My flight arrived into Dublin four hours ago. Within ten minutes of collecting my baggage from the turnstile, one of my Irish friends called to say welcome back. Although I wasn’t sure myself that I had been in Ireland long enough last semester or done anything prominent enough to warrant a ‘welcome back’ rather than just a ‘welcome’, it put a smile on my face to know that I was ‘back’ in the place that is my newest home.
While back in North Carolina for the holidays, I recognized the moment when I started to miss Ireland. I was visiting some friends at an annual reunion we hold just after New Years. As I do every year, I sat down with my friend’s father, the well-read doctor who has an obsession for Irish literature, for our annual talk about everything that is going on in the world. Last year I sat listening to the many reasons why he dove nightly into the text of Joyce and Beckett and Heaney, trying to develop an appreciation for his love of these often incomprehensible writers. After offering my skepticism by reciting the difficulties that my friends have had when struggling to understand these authors, I blindly copied down his suggestions for help guides when reading these works, wondering if I would ever use his advice. Yet this year as we sat down, I excitedly dove into the reasons why Joyce was fascinating me and keeping me up at night. I admitted how his plots often don’t seem to move quickly, sometimes not moving at all, yet the racy diction and the digression of the author’s mind through any and every topic has kept me enthralled. As I left the reunion the next day, I realized that I had come to love Irish literature; yet more importantly, I realized that reading these works reminded me of my own life in Dublin—that I missed my own stories of wondering around the city with friends, passing by the same streets and statues that Joyce and company passed by during their time in the city.
One of my more interesting tasks last semester was teaching a soil and groundwater laboratory to first year students here at Trinity. At first I was a bit concerned because the students were not very talkative in class. None of them would ask questions and not many would respond to any of the questions that I posed them. As I tried harder to break the ice with each new group of students, I chalked up my defeat to cultural differences in student behavior. Although Irish students are much less accustomed to classroom discussion than American students, a fellow postgraduate finally pointed out what my real problem was: I spoke a bit too fast in my cross of a southern and northern American accent for them to catch all of the words that I was saying. I guess after all the problem was cultural differences.

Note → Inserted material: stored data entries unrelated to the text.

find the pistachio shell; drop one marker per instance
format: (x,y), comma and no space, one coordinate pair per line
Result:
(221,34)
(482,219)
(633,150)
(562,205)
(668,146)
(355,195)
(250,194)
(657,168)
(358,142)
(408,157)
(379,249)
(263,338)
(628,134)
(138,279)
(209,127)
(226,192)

The end of my last semester was a busy time, highlighted by Dublin being taken over by the lights and cheerfulness of the Christmas season. I helped plan the postgraduate Christmas Party for my Engineering Department where both the students and staff unanimously agreed that my mix of country Christmas songs would never play on their island again. I had better success at my next party, where I reproduced exactly the homemade apple pie that my mom is famous for—except for the fact that it looked and tasted nothing like my mom’s. I intend to practice and be prepared for next year.
A few of the highlights of last semester included a week’s vacation in Rome; a week spent with Buckley, Kesav, and Cindy in sunny Barcelona timed perfectly to give us a hiatus from the cold winter of Ireland; and a wonderful Thanksgiving dinner at the home of the Lee’s—I never thought Thanksgiving away from my family could feel so much like home. And finally, to all my friends and family back home who were disappointed that I hadn’t picked up an Irish brogue yet, I promise that I will try my hardest over the next several months so as not to disappoint upon my next journey home.